Relief is on the way, no, I don't mean the kind you get with " plop plop fizz fizz", save that for stomach ailments. I am talking about the coolness in the air. Sure, it will probably get back to being stuffy hot in the afternoons, but I am going to enjoy the cooler temperatures while we have them.
Anthony Gray and me did our regular Saturday morning excursion out toward the southern part of Wilson County and then headed for points east. There were times that the chill made us raise our windows until we felt stuffy and then we had to roll them back down. Because of the cooler weather, we did not see a single member of the Swallow family. Up through last week there were plenty Barn Swallows flying about for us to take notice of them. This week, it looked like a ghost town in the sky, none, nada, and gone. Swallows are another species that rely solely on the flying insect population for their meals. As the weather changes and the temperatures start dropping, it triggers a part of the brain in birds to migrate south where there is plenty for them to eat.
Headed towards Norene from the Cedars of Lebanon State Park, we heard the song of a White-eyed Vireo echoing through the stillness of the surrounding forest. This bird is a member of the Warbler clan, which migrates here in the spring time to mate, nest, and rear their young. Before it gets too cool, it will also head south where the weather is a little warmer and the food supply makes for easy picking.

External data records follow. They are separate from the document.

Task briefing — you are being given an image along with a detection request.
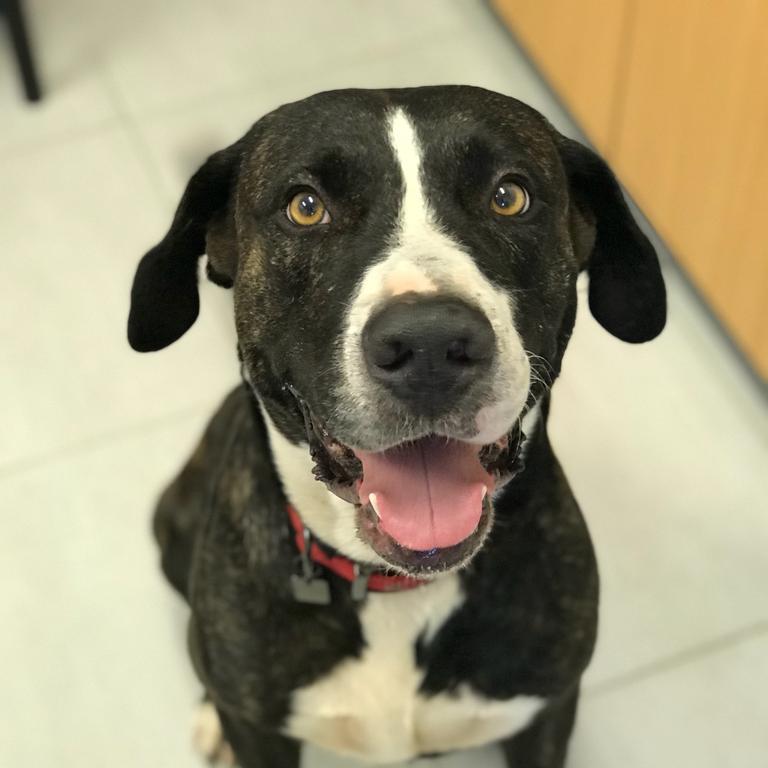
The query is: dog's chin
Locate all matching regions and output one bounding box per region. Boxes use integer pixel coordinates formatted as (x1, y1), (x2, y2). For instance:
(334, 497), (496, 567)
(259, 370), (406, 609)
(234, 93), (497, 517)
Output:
(294, 393), (524, 577)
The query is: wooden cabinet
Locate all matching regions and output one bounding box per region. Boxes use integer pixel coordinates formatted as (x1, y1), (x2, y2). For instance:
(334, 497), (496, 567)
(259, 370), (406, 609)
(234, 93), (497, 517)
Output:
(492, 0), (768, 378)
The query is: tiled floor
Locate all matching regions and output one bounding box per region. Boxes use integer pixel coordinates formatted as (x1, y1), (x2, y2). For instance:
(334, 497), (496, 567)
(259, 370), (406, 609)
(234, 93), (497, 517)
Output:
(0, 0), (768, 768)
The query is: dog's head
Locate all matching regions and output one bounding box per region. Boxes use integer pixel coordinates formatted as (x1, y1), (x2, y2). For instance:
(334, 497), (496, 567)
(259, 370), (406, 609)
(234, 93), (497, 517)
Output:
(128, 86), (666, 572)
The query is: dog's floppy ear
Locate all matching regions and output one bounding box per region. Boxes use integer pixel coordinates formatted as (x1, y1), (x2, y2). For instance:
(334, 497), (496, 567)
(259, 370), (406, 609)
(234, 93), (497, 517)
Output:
(559, 137), (667, 343)
(128, 142), (241, 352)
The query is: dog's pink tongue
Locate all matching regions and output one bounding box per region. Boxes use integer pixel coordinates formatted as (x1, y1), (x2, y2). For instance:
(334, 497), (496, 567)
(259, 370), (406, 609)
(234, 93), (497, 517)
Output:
(355, 437), (493, 552)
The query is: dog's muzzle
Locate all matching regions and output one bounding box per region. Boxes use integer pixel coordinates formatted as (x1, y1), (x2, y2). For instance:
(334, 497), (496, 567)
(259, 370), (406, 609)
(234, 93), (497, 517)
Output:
(362, 294), (496, 418)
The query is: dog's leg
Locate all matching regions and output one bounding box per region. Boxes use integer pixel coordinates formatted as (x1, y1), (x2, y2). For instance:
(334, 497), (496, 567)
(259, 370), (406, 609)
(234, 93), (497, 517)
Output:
(192, 697), (237, 768)
(152, 387), (248, 599)
(502, 689), (579, 768)
(219, 712), (301, 768)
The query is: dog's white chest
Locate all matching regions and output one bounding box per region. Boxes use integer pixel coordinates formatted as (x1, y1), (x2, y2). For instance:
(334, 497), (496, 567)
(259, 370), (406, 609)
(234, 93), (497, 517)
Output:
(286, 576), (544, 763)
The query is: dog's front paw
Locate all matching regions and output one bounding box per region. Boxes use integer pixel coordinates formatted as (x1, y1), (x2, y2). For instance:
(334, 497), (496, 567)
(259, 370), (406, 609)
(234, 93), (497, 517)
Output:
(192, 701), (237, 768)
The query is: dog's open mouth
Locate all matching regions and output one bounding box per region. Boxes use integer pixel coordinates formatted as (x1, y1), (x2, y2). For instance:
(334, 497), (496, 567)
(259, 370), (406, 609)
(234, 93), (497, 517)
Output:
(293, 392), (524, 574)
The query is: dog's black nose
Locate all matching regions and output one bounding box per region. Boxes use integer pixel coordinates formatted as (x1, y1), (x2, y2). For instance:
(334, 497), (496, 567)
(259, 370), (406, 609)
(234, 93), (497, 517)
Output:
(363, 296), (496, 414)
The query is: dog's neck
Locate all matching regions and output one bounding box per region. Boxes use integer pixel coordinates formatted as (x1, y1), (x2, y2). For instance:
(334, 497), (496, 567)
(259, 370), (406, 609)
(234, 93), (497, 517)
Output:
(257, 395), (541, 568)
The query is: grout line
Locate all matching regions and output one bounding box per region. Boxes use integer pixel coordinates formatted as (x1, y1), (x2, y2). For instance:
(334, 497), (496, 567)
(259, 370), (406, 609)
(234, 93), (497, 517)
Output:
(0, 115), (126, 160)
(81, 24), (462, 129)
(583, 620), (768, 699)
(0, 399), (219, 481)
(104, 70), (176, 205)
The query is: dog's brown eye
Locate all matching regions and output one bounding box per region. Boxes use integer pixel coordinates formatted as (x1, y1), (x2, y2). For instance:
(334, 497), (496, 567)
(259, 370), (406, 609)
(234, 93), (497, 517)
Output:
(491, 179), (531, 216)
(285, 189), (331, 227)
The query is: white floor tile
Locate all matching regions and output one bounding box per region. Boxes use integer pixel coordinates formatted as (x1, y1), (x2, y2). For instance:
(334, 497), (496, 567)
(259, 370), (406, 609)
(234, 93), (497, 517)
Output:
(0, 0), (117, 158)
(0, 412), (208, 768)
(569, 634), (768, 768)
(98, 0), (460, 114)
(136, 6), (574, 201)
(0, 129), (238, 468)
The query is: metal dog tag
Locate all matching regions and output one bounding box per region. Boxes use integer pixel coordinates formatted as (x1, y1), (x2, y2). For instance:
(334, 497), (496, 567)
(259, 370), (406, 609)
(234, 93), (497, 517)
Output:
(291, 573), (331, 605)
(349, 563), (371, 603)
(291, 528), (331, 605)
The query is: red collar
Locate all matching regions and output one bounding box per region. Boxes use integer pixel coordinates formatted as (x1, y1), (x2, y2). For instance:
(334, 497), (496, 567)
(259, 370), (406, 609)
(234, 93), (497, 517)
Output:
(286, 504), (426, 592)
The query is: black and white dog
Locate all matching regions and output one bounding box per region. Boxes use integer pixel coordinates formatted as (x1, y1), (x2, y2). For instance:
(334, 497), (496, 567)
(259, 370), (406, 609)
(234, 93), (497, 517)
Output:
(128, 86), (666, 768)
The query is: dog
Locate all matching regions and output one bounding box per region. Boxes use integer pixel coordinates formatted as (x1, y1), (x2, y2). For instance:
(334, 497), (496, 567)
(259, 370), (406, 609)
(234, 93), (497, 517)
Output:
(128, 86), (666, 768)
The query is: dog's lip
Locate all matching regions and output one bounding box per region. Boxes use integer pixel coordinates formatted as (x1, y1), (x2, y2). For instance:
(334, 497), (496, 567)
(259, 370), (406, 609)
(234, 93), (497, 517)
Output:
(355, 496), (493, 578)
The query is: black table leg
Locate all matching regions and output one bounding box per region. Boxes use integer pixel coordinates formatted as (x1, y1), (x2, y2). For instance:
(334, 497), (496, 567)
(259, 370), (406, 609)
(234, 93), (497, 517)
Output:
(0, 0), (42, 101)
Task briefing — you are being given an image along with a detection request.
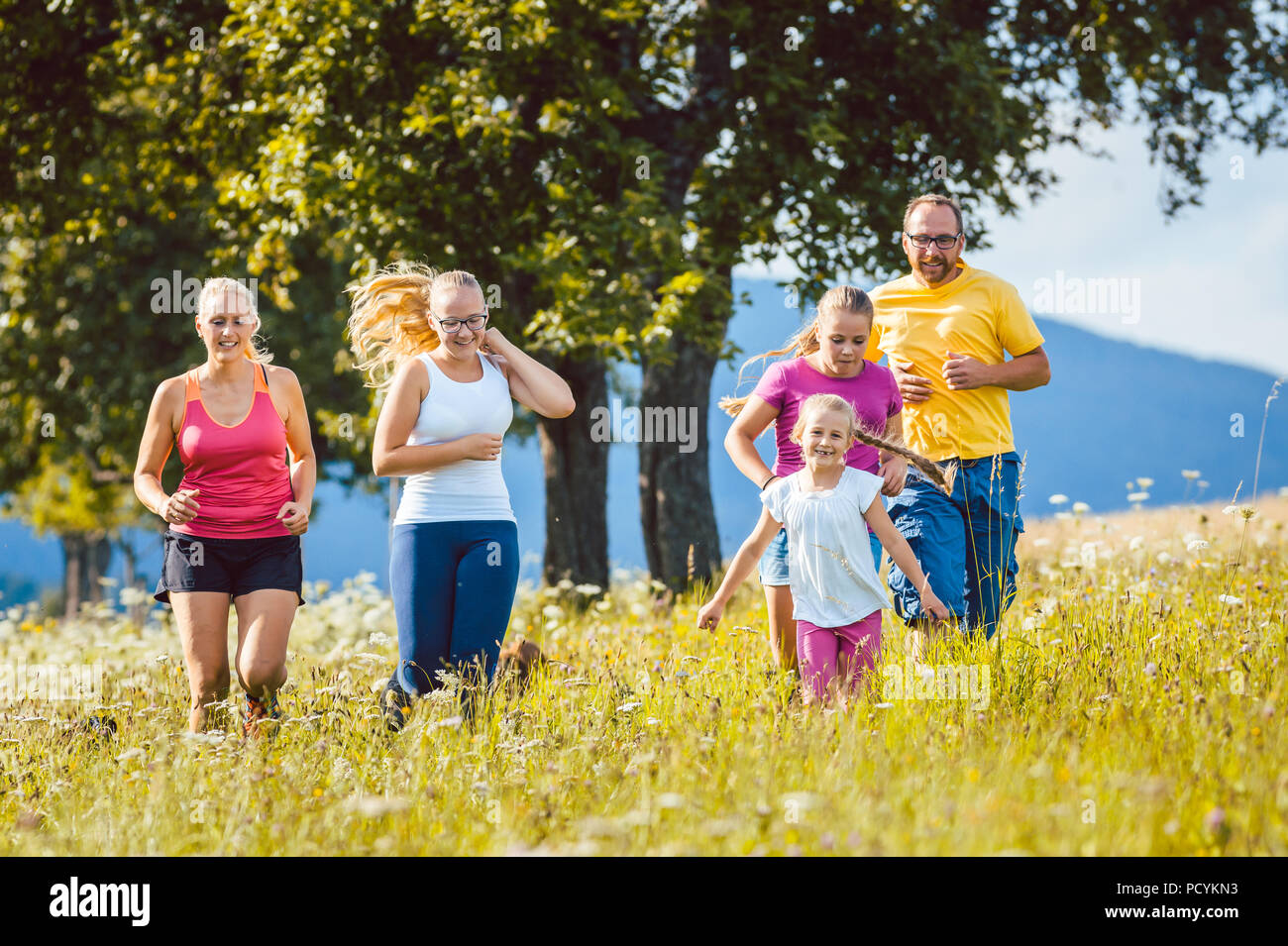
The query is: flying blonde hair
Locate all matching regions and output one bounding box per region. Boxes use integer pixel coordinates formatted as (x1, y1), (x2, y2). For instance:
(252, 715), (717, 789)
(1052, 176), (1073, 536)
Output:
(345, 260), (483, 388)
(791, 394), (957, 495)
(197, 275), (273, 365)
(716, 285), (873, 417)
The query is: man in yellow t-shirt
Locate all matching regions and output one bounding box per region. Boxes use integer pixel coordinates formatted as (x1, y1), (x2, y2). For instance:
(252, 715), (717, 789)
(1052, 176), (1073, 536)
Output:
(867, 194), (1051, 637)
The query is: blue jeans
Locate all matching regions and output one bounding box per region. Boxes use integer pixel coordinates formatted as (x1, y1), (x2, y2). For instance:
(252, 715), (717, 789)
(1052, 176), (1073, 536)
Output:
(389, 520), (519, 695)
(889, 451), (1024, 638)
(760, 525), (881, 585)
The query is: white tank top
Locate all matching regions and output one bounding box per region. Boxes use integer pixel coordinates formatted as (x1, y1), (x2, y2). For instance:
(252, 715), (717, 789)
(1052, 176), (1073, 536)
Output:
(394, 353), (515, 525)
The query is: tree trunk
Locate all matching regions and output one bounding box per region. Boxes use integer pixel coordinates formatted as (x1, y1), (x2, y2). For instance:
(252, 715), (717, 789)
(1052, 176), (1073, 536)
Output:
(59, 533), (85, 620)
(117, 537), (147, 627)
(81, 536), (112, 605)
(537, 358), (608, 589)
(639, 334), (728, 590)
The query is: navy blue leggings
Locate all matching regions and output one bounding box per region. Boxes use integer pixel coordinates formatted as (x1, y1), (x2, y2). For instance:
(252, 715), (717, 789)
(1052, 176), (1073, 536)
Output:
(389, 520), (519, 693)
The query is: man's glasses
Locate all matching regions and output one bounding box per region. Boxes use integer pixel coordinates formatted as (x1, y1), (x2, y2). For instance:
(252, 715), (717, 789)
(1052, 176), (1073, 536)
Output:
(438, 311), (486, 335)
(903, 232), (962, 250)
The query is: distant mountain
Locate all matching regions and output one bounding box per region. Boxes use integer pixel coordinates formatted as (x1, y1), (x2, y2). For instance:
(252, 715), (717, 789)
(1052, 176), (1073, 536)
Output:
(0, 273), (1288, 605)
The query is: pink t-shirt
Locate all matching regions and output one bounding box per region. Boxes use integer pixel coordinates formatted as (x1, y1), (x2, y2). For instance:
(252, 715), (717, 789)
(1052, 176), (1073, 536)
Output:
(752, 358), (903, 476)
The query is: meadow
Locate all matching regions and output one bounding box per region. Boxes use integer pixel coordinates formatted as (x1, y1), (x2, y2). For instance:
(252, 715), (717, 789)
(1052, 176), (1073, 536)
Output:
(0, 488), (1288, 855)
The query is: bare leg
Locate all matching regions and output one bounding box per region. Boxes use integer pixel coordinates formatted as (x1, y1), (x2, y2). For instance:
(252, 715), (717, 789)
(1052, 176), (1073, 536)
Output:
(170, 590), (229, 732)
(233, 588), (299, 699)
(765, 584), (796, 671)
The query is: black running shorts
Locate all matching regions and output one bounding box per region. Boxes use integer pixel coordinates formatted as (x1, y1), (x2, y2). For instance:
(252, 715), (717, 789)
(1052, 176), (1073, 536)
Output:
(154, 529), (304, 605)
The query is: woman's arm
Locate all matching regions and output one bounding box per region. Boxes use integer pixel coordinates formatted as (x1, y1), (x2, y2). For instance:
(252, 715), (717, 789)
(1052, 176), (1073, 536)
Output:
(484, 328), (577, 417)
(863, 499), (952, 620)
(698, 508), (783, 629)
(269, 368), (318, 536)
(371, 358), (501, 476)
(725, 394), (778, 489)
(134, 377), (200, 523)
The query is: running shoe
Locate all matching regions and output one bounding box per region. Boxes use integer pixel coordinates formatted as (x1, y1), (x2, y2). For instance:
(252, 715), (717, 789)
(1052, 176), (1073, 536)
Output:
(380, 677), (411, 732)
(242, 692), (282, 739)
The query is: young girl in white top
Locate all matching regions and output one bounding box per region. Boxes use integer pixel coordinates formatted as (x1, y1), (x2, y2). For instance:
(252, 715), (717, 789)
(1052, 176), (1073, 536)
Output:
(698, 394), (952, 701)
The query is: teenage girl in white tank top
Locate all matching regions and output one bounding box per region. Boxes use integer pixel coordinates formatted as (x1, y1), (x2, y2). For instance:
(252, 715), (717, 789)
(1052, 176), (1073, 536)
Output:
(349, 263), (576, 730)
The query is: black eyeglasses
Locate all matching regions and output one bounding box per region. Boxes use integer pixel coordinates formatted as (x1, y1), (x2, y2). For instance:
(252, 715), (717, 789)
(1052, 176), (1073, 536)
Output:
(438, 311), (486, 335)
(903, 231), (962, 250)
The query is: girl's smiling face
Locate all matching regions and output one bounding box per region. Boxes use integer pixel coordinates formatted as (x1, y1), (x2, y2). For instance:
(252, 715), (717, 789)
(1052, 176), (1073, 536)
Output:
(802, 410), (854, 470)
(816, 309), (872, 377)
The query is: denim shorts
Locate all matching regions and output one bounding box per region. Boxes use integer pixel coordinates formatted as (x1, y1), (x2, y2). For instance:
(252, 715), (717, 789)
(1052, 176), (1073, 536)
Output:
(889, 451), (1024, 637)
(760, 517), (881, 586)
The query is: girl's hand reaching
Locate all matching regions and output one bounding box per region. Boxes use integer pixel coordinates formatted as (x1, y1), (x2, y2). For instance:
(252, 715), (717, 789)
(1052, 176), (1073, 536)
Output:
(921, 584), (953, 620)
(698, 601), (724, 631)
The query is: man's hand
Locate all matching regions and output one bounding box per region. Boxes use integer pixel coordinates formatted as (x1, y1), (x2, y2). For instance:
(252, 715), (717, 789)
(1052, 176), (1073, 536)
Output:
(890, 361), (932, 404)
(944, 350), (993, 391)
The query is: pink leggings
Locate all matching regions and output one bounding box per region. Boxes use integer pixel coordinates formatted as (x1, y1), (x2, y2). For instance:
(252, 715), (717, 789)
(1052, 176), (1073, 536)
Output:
(796, 611), (881, 701)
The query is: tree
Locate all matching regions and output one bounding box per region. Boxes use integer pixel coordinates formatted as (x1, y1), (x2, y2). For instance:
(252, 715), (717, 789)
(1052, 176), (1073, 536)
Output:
(618, 0), (1288, 586)
(0, 3), (357, 611)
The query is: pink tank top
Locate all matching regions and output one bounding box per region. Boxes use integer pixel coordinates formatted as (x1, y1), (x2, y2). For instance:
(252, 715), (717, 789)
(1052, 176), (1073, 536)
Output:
(170, 365), (295, 539)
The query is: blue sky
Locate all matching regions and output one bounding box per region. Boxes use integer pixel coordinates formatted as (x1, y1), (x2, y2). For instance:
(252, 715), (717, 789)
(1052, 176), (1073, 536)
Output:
(735, 126), (1288, 375)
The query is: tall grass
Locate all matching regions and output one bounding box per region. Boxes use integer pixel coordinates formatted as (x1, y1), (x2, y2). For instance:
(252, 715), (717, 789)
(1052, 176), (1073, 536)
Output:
(0, 499), (1288, 855)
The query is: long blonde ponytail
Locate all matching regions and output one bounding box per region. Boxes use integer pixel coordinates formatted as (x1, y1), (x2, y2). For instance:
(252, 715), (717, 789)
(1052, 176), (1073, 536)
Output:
(345, 260), (483, 387)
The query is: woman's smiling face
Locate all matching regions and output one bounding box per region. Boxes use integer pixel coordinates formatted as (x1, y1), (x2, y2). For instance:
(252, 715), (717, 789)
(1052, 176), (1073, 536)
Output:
(430, 285), (486, 360)
(197, 293), (259, 363)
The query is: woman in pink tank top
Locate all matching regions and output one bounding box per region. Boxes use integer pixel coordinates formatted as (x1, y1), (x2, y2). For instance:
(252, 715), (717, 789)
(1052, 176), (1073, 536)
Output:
(134, 278), (317, 735)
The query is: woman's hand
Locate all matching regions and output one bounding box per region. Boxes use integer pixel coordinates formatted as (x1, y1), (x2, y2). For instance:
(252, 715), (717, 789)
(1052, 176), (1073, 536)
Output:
(158, 489), (201, 525)
(459, 434), (501, 460)
(877, 455), (909, 495)
(698, 599), (724, 631)
(277, 499), (309, 536)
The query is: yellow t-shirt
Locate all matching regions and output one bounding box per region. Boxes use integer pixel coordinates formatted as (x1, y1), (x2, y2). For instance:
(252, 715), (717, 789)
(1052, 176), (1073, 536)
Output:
(867, 259), (1043, 462)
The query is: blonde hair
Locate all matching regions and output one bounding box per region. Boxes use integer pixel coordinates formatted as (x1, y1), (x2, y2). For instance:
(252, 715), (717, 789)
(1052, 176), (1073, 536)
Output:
(791, 394), (957, 495)
(716, 285), (873, 417)
(345, 260), (483, 387)
(197, 275), (273, 365)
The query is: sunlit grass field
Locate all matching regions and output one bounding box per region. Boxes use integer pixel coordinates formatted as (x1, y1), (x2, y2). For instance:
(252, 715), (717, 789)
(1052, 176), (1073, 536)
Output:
(0, 498), (1288, 855)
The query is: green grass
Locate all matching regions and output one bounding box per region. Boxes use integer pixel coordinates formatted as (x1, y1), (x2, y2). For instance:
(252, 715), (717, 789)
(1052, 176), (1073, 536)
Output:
(0, 499), (1288, 855)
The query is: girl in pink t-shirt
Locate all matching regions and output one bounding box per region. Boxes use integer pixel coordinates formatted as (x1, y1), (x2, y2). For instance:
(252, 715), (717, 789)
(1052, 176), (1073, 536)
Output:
(720, 285), (909, 670)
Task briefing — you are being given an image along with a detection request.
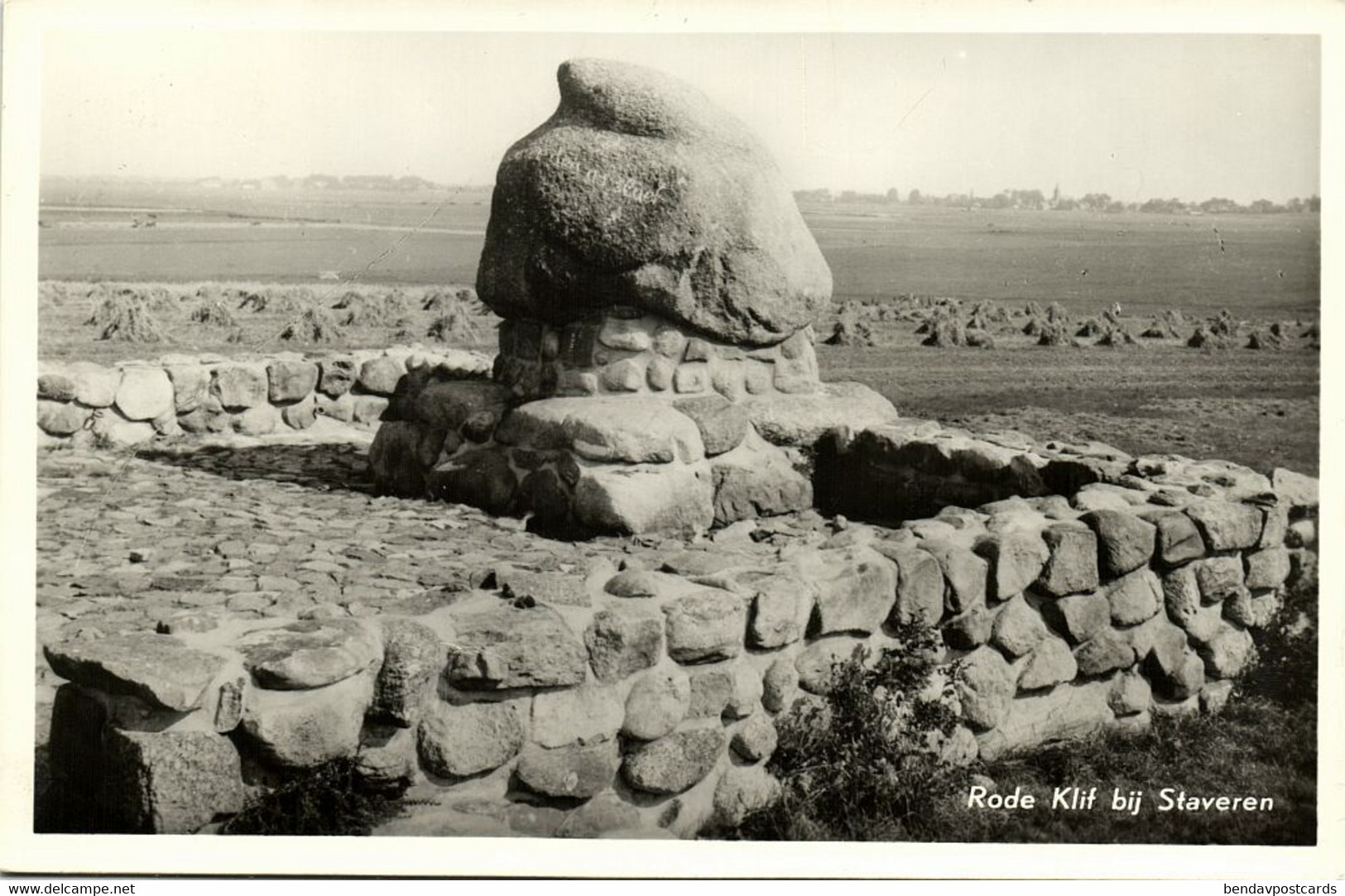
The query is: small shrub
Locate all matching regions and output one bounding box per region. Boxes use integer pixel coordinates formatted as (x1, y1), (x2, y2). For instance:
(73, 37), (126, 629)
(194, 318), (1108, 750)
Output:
(219, 759), (404, 836)
(1239, 580), (1319, 707)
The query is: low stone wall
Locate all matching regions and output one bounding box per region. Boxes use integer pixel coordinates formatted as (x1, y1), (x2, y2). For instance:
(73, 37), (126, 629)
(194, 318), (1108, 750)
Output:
(46, 440), (1317, 836)
(814, 419), (1317, 524)
(38, 346), (491, 447)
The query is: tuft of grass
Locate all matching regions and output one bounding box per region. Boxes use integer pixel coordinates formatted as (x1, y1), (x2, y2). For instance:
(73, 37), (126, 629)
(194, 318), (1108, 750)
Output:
(84, 290), (166, 342)
(425, 304), (486, 346)
(219, 759), (404, 836)
(280, 301), (342, 343)
(191, 299), (238, 327)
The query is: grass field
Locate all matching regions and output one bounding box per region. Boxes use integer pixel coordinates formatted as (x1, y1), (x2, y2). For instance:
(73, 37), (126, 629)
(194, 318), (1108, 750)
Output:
(39, 182), (1321, 473)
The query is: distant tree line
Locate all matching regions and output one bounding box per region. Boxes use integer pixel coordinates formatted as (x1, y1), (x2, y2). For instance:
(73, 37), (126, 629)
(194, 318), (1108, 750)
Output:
(196, 175), (439, 193)
(794, 187), (1322, 215)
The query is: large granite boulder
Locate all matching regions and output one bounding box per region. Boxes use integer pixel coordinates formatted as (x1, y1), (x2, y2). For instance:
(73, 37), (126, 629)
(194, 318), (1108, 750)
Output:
(476, 60), (831, 346)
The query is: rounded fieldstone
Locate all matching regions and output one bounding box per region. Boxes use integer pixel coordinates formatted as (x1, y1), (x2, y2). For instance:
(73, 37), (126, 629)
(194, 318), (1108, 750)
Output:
(38, 398), (93, 436)
(235, 619), (383, 690)
(955, 647), (1014, 731)
(116, 367), (175, 419)
(732, 713), (779, 763)
(622, 668), (691, 740)
(267, 361), (318, 405)
(584, 606), (663, 682)
(478, 60), (831, 344)
(358, 355), (406, 395)
(673, 395), (748, 458)
(417, 702), (523, 778)
(211, 365), (269, 410)
(622, 726), (725, 795)
(514, 740), (620, 799)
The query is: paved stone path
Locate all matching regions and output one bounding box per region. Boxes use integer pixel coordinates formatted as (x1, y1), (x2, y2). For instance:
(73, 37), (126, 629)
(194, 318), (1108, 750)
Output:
(36, 440), (824, 743)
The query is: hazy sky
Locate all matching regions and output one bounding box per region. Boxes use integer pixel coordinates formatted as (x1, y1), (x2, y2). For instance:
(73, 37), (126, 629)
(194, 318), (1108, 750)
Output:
(41, 32), (1321, 202)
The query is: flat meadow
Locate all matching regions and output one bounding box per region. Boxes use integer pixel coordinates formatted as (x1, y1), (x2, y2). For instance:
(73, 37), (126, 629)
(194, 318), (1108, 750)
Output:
(39, 182), (1321, 473)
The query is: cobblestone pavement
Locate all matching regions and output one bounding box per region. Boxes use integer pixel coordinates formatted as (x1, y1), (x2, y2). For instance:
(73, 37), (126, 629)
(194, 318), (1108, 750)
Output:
(35, 443), (820, 743)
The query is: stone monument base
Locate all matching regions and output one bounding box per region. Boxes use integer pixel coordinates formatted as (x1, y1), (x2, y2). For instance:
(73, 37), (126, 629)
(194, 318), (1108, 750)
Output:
(368, 343), (897, 537)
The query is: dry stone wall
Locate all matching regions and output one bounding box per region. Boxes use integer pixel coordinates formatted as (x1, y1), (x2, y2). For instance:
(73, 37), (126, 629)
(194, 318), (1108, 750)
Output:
(46, 433), (1317, 836)
(38, 346), (490, 447)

Also on Norene Road, in the large deciduous tract, one lonely Summer Tanager was calling. His favorite food is "waspers", or to be politically correct, Wasp. There have been many a time that I would desire to have a nesting pair here close to my home because of the red wasp that frequent my yard. I did figure a way to rid myself of the pesky bug. They would land in my birdbath and being so lite, they could walk on water, where they would not break the surface tension. An old gold panning trick would help me find a way to defeat that situation. Add a drop of Dawn dish-washing detergent to the bath and any wasp that landed on it would sink and drown. That really works.
I would surmise that the one bird that was most heard today was the Carolina Wren. We did hear it singing in at least eight of our stops today, especially around the Watertown area. At one place, along a creek, a pair of Mockingbirds were seen chasing off a Belted Kingfisher. We could hear his protests all along the small creek until he was finally out of earshot. I couldn't figure out why the Mockers were fussing so much, because the Kingfisher doesn't eat what the Mockingbirds desire.
With the sudden influx of Ruby-throated Hummingbirds, I placed out four more, two in the front yard and two more out in the back. I took a chair so I could see how long it would be before one of the Hummers found it. By the time, just a few seconds, almost by the time it took to move twenty feet to have a seat, there was one drinking from it and another trying to remove him from the premises. Within another three weeks, most of the Hummers here in my yard should be history.
This past Wednesday, while I was doing my breakfast dishes, I looked out the kitchen window at a very young Mourning Dove, just sitting close to where he was eating the seeds on the ground. I thought of how later in life, he would one day be producing offspring's of his own. I looked away for only a couple of seconds and when my gaze returned, my baby dove was in the clutches of a Coopers Hawk. I could see his tiny body jerking in the Hawks talons as from my point of view, they were only about five feet in front of the window. The young Dove was doomed from the instant it was grabbed as the Hawk's claws would be like getting stabbed by a dagger. I felt a sudden surge of sadness that is still with me even today. Why couldn't it have been a starling, no such luck.